世界征服装置 Part 2

 月光堂は江戸時代から続く老舗の六代目として、和菓子屋月光堂の更なる繁栄をご先祖様に誓っていた。 しかし昨今のパテシエ人気の華やかさとは隔絶した和菓子の世界、当然のように月光堂の売上はジリ貧右肩下りがりで平常運転。 だがそんなことで挫ける六代目ではなかった。 絶対の自信を持ち、大江戸東京老舗和菓子界に新風を吹き込もうとした渾身の力作がタコ焼き饅頭。 しかしまったく売れない、ご近所様からもソッポを向かれた。 だがさすがは老舗六代目、その程度のことで諦めるような柔ではない。 『全人類に毎日タコ焼き饅頭』の額を店先に飾り毎日毎晩拝んで起死回生の打開策に頭を巡らした。 そして悩みに悩んで絞り出した解決策が世界征服、唯一無二の絶対的権力者として世界中の人間にタコ焼き饅頭を食べさせようと考えた。 しかも生真面目律儀な六代目月光堂、ご先祖様への誓いを成就させようと絶対に不可能と思える世界征服装置を二ヶ月余りで完成させてしまった。

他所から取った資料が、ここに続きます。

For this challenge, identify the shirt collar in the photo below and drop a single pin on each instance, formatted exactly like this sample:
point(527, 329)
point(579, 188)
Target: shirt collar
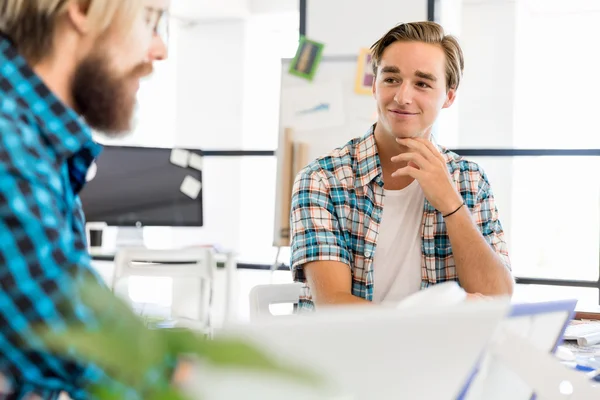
point(368, 165)
point(66, 131)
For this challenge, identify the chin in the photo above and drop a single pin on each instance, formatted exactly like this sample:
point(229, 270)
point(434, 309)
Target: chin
point(408, 135)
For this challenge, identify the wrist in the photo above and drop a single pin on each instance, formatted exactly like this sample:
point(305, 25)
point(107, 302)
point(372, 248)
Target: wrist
point(453, 210)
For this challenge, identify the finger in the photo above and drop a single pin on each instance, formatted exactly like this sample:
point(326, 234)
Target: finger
point(419, 147)
point(408, 171)
point(415, 158)
point(433, 148)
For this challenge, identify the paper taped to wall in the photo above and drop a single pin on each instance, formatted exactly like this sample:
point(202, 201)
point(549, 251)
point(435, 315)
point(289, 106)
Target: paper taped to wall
point(195, 161)
point(180, 157)
point(191, 187)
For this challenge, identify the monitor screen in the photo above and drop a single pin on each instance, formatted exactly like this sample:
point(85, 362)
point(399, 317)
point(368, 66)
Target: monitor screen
point(139, 186)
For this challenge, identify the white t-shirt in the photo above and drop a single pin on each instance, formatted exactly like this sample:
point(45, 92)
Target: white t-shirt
point(397, 260)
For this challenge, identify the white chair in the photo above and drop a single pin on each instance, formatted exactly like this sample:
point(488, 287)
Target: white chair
point(262, 296)
point(192, 298)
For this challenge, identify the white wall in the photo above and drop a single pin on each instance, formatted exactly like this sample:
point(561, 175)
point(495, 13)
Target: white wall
point(346, 26)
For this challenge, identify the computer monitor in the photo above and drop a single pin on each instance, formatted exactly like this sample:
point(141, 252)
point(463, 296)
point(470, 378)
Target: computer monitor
point(139, 186)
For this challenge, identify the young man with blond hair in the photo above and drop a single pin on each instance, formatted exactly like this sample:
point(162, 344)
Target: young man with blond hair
point(391, 213)
point(66, 66)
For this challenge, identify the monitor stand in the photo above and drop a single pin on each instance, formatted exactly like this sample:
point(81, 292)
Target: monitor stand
point(130, 236)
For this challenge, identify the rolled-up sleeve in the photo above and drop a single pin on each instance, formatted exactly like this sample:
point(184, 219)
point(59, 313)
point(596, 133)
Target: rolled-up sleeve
point(316, 233)
point(486, 216)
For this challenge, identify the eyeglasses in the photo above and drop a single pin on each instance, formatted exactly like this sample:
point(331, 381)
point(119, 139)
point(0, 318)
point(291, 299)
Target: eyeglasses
point(158, 20)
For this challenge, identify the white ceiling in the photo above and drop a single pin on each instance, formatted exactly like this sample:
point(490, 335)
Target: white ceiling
point(228, 9)
point(210, 9)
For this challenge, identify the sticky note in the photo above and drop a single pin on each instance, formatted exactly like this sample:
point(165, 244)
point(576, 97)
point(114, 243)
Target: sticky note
point(191, 187)
point(91, 174)
point(195, 161)
point(180, 157)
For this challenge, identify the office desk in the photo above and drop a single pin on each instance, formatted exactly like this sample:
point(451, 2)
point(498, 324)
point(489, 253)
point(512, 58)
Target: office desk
point(224, 277)
point(592, 313)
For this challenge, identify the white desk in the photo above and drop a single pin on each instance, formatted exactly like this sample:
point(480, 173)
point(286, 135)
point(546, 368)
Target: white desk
point(224, 293)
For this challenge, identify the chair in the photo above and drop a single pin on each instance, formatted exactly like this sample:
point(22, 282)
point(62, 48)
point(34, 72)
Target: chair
point(198, 263)
point(262, 296)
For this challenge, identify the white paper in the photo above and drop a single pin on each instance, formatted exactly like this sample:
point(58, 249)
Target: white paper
point(191, 187)
point(195, 161)
point(320, 105)
point(180, 157)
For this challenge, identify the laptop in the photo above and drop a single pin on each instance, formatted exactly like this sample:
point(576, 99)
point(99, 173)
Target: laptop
point(543, 325)
point(364, 352)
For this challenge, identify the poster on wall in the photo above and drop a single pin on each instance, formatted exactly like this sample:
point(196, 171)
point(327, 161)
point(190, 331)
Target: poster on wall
point(364, 73)
point(306, 61)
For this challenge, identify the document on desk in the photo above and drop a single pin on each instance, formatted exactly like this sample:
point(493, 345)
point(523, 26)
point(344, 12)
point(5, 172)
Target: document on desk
point(585, 334)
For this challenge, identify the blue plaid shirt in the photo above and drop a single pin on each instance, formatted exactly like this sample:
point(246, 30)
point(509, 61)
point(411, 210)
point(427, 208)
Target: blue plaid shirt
point(337, 205)
point(45, 152)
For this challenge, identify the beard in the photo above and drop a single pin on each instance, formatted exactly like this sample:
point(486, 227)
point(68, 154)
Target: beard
point(105, 99)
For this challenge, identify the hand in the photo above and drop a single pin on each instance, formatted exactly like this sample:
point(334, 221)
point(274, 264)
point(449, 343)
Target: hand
point(428, 167)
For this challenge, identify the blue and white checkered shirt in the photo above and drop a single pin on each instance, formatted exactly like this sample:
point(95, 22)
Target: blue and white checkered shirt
point(45, 152)
point(337, 205)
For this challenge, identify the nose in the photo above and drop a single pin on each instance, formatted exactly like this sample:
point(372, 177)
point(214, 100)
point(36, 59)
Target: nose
point(158, 49)
point(403, 94)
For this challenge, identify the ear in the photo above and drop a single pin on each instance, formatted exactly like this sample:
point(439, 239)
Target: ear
point(78, 18)
point(450, 96)
point(374, 86)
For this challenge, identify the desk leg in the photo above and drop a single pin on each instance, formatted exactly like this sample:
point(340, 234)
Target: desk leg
point(230, 271)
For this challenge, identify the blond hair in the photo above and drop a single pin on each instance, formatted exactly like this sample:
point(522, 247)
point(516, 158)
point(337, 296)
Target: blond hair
point(31, 24)
point(425, 32)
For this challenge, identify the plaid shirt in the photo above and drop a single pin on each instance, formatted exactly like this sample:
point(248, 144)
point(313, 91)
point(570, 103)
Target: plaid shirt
point(337, 204)
point(44, 156)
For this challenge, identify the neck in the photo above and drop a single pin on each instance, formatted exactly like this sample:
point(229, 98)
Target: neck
point(57, 75)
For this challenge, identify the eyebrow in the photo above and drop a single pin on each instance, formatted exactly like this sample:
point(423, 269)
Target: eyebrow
point(420, 74)
point(426, 75)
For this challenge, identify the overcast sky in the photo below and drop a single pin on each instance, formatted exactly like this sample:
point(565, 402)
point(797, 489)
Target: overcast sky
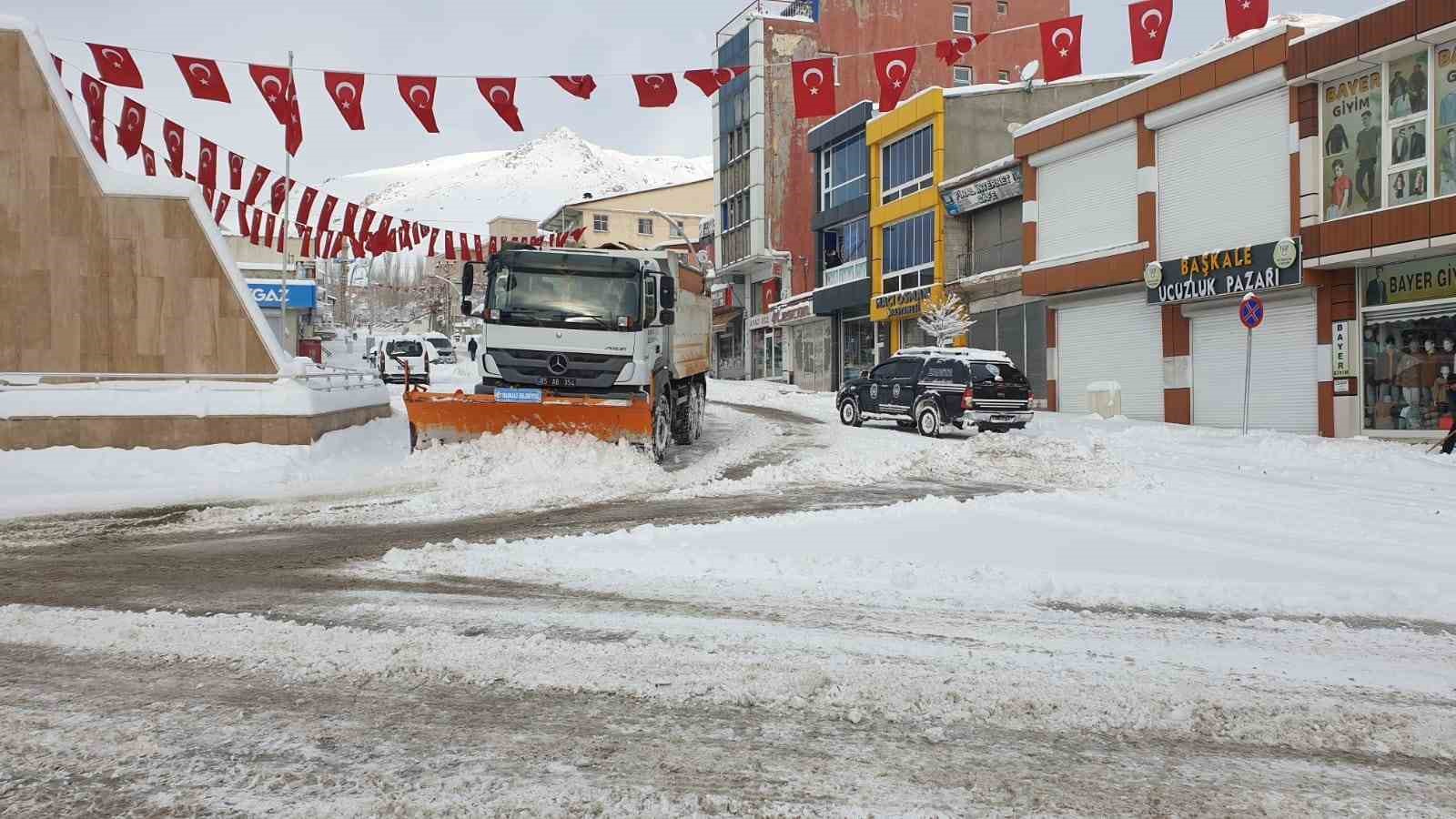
point(495, 38)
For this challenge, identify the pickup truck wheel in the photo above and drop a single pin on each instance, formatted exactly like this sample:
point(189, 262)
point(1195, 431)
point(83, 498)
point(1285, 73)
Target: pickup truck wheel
point(662, 428)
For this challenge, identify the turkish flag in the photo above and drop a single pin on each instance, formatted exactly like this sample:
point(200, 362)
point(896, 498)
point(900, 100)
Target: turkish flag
point(116, 67)
point(172, 138)
point(655, 91)
point(420, 95)
point(1062, 48)
point(283, 99)
point(255, 186)
point(1148, 22)
point(327, 212)
point(814, 87)
point(1244, 15)
point(203, 77)
point(710, 80)
point(306, 203)
point(893, 70)
point(500, 92)
point(347, 91)
point(133, 121)
point(207, 164)
point(577, 85)
point(950, 51)
point(94, 94)
point(278, 194)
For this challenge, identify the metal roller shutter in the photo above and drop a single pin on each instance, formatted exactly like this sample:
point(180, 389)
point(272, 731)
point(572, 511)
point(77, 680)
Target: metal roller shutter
point(1118, 339)
point(1205, 167)
point(1283, 385)
point(1088, 201)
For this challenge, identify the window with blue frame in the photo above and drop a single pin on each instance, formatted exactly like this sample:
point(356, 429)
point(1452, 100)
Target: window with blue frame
point(906, 165)
point(909, 249)
point(844, 172)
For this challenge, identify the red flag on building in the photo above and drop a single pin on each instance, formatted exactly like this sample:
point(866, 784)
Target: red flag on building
point(655, 91)
point(207, 162)
point(500, 92)
point(327, 212)
point(172, 138)
point(94, 94)
point(255, 186)
point(133, 121)
point(347, 91)
point(283, 99)
point(814, 87)
point(1247, 15)
point(950, 51)
point(203, 77)
point(1148, 22)
point(1062, 48)
point(893, 70)
point(420, 95)
point(577, 85)
point(116, 65)
point(710, 80)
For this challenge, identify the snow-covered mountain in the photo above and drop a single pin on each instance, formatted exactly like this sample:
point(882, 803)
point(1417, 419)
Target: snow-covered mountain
point(529, 181)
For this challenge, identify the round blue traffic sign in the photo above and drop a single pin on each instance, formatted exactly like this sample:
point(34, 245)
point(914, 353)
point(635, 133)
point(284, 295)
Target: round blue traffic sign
point(1251, 310)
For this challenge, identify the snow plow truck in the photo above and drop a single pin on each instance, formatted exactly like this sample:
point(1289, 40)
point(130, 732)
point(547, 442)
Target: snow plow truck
point(604, 343)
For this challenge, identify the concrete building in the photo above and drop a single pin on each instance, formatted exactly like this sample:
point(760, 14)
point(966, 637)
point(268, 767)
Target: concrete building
point(1152, 210)
point(626, 219)
point(764, 181)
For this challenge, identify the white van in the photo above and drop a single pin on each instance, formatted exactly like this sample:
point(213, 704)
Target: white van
point(399, 350)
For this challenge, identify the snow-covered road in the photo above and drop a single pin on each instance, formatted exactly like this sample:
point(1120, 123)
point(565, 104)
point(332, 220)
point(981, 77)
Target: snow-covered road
point(1088, 618)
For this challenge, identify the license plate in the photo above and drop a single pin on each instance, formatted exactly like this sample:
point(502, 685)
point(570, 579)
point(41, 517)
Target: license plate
point(517, 395)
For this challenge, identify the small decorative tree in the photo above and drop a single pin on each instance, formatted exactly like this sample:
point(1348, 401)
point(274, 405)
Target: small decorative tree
point(945, 318)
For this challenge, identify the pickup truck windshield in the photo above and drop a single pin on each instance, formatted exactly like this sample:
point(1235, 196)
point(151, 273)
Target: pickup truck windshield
point(579, 300)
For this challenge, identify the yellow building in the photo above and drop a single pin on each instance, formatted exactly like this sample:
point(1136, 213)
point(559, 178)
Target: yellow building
point(907, 263)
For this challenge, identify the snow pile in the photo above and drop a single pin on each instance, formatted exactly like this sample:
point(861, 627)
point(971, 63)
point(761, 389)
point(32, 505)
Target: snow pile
point(531, 179)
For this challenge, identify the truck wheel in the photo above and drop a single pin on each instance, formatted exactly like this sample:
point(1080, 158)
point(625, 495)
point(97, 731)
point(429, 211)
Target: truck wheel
point(662, 428)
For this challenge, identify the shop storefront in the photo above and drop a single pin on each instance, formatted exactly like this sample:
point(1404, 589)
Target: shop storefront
point(1405, 351)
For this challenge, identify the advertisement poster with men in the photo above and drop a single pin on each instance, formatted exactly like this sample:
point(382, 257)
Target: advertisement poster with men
point(1353, 145)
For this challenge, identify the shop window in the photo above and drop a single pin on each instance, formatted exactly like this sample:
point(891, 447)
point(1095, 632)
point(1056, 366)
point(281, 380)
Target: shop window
point(844, 175)
point(909, 252)
point(961, 19)
point(906, 165)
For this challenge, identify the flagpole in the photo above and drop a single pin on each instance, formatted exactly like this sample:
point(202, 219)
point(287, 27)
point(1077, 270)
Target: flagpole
point(288, 201)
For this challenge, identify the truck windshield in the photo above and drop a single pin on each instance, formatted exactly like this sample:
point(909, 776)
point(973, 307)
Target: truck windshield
point(579, 300)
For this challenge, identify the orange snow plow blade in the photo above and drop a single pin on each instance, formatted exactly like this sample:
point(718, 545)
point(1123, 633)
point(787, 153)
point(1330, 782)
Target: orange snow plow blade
point(451, 417)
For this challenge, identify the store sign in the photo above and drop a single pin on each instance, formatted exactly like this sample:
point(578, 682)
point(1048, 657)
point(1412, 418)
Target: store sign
point(903, 303)
point(795, 312)
point(983, 193)
point(762, 321)
point(1411, 281)
point(1251, 268)
point(1344, 366)
point(302, 295)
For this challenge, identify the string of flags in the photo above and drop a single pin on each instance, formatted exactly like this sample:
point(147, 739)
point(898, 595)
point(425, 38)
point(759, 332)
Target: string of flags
point(813, 79)
point(363, 230)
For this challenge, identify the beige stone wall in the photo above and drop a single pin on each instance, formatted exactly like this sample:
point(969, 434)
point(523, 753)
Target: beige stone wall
point(101, 283)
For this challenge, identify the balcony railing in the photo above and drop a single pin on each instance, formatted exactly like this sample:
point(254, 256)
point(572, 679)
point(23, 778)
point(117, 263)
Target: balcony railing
point(846, 273)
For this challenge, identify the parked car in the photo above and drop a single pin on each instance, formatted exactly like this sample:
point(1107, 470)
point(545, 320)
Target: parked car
point(931, 388)
point(443, 347)
point(395, 351)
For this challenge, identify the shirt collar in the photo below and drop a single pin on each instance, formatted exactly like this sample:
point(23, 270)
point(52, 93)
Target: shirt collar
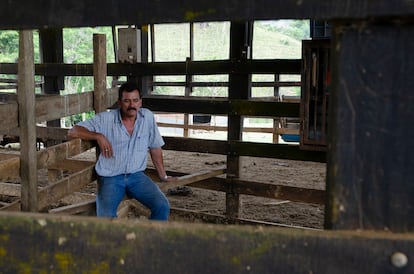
point(118, 117)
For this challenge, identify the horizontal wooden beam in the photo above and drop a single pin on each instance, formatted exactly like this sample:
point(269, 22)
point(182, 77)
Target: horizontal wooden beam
point(10, 165)
point(280, 151)
point(194, 177)
point(203, 105)
point(51, 107)
point(76, 242)
point(71, 13)
point(78, 208)
point(266, 190)
point(274, 66)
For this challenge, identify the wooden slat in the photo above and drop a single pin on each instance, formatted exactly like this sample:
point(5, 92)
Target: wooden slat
point(280, 151)
point(71, 165)
point(59, 189)
point(10, 169)
point(99, 72)
point(279, 66)
point(10, 189)
point(82, 207)
point(8, 114)
point(66, 186)
point(27, 125)
point(273, 191)
point(221, 106)
point(70, 13)
point(195, 177)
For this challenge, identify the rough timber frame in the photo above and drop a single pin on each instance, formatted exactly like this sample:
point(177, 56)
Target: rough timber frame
point(370, 180)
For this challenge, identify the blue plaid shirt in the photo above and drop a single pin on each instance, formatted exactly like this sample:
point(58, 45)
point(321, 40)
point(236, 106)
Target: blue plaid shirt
point(130, 152)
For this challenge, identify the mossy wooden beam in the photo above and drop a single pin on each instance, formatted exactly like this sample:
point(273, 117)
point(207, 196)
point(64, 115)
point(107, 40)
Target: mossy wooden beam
point(71, 13)
point(36, 243)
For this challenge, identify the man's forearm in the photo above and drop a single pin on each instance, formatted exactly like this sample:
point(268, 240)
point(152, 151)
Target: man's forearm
point(82, 133)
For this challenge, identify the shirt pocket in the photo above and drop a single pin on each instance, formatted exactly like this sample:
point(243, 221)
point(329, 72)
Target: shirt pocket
point(141, 142)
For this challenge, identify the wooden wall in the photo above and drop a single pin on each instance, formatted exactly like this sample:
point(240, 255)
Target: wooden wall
point(370, 168)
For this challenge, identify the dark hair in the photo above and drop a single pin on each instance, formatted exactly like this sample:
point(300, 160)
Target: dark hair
point(128, 87)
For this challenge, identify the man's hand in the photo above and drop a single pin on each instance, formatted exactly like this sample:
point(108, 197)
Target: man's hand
point(167, 179)
point(105, 146)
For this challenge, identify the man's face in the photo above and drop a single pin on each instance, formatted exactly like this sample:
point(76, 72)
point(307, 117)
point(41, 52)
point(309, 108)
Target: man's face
point(130, 103)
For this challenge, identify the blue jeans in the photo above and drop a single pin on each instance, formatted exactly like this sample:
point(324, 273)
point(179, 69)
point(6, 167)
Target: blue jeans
point(111, 191)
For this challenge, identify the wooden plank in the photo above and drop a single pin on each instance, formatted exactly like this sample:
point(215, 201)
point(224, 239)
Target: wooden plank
point(280, 66)
point(194, 177)
point(71, 165)
point(123, 209)
point(50, 107)
point(220, 128)
point(27, 125)
point(61, 188)
point(54, 154)
point(280, 151)
point(221, 106)
point(87, 206)
point(66, 186)
point(99, 72)
point(371, 151)
point(9, 114)
point(233, 249)
point(10, 189)
point(70, 13)
point(266, 190)
point(10, 168)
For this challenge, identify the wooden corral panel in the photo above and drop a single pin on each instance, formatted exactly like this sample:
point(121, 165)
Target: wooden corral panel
point(71, 13)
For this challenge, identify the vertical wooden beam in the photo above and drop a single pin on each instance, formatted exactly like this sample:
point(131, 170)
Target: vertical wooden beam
point(27, 122)
point(370, 160)
point(239, 88)
point(144, 81)
point(51, 51)
point(99, 72)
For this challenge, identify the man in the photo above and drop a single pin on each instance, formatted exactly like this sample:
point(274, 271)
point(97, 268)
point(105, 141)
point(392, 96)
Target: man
point(124, 136)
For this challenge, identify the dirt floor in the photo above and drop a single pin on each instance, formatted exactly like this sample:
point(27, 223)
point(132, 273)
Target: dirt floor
point(265, 170)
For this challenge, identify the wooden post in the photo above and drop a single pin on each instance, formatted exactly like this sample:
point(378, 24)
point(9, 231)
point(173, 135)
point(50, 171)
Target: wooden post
point(370, 178)
point(239, 88)
point(27, 122)
point(51, 51)
point(99, 72)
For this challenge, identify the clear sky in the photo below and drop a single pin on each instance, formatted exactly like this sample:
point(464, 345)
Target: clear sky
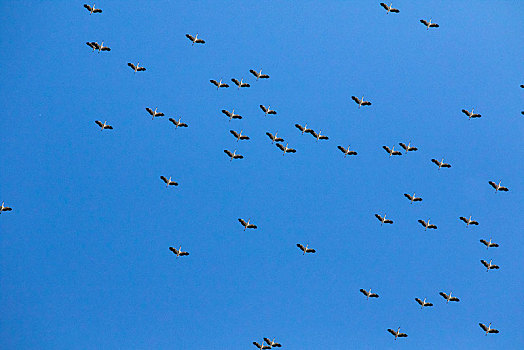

 「どうしよう、銀次郎。 おれ、タコ焼き饅頭が食えねぇ、身体中にジンマシンが出る」

 「そうだろう、源さん。 アンタは生粋の江戸っ子だ、タコ焼き饅頭に拒絶反応が出て当然だ」

 「もし餡之介が世界征服したら・・・」

 「源さん、月光堂はあの性格だ。 もし食わなきゃ牢獄送り、しかも牢屋じゃ三食タコ焼き饅頭に間違いなし」

 「何とかならんか、銀次郎」

 「江戸っ子がタコ焼き饅頭なんざ死んでも食えるか。 心配するこたねえ、絶対に俺がヤツの世界征服を阻止してやる」

 さすがは江戸っ子銀次郎、他人の窮地を知って放っておくような男ではない。

 「で、銀次郎、何かいい考えでもあるのか?」

 「安心してくれ、源さん。 ヤツは和菓子屋で、俺は大工だ」

 「・・・で?」

 「だから饅頭を、鋸で引いてやる」

 「はぁっ?」

 次の瞬間、銀次郎は源さんに頭を張られていた。

 「そんなんじゃ、オチにもなんねえ!」

 「済まなかった、源さん。 じゃぁ、こうゆうのは・・・」

 その夜の遅く銀次郎と源さんは闇に紛れて和菓子屋月光堂に忍び込んだ。 勝手知ったるご近所、下町界隈。 しかも月光堂とは産湯以来三十年の付き合いがある銀次郎、彼らは月光堂が完成させた世界征服装置まで難なくたどり着いた。 そしてその世界征服装置は月光堂一人でも一ヶ月で世界征服ができてしまうと誰もが思える装置だった。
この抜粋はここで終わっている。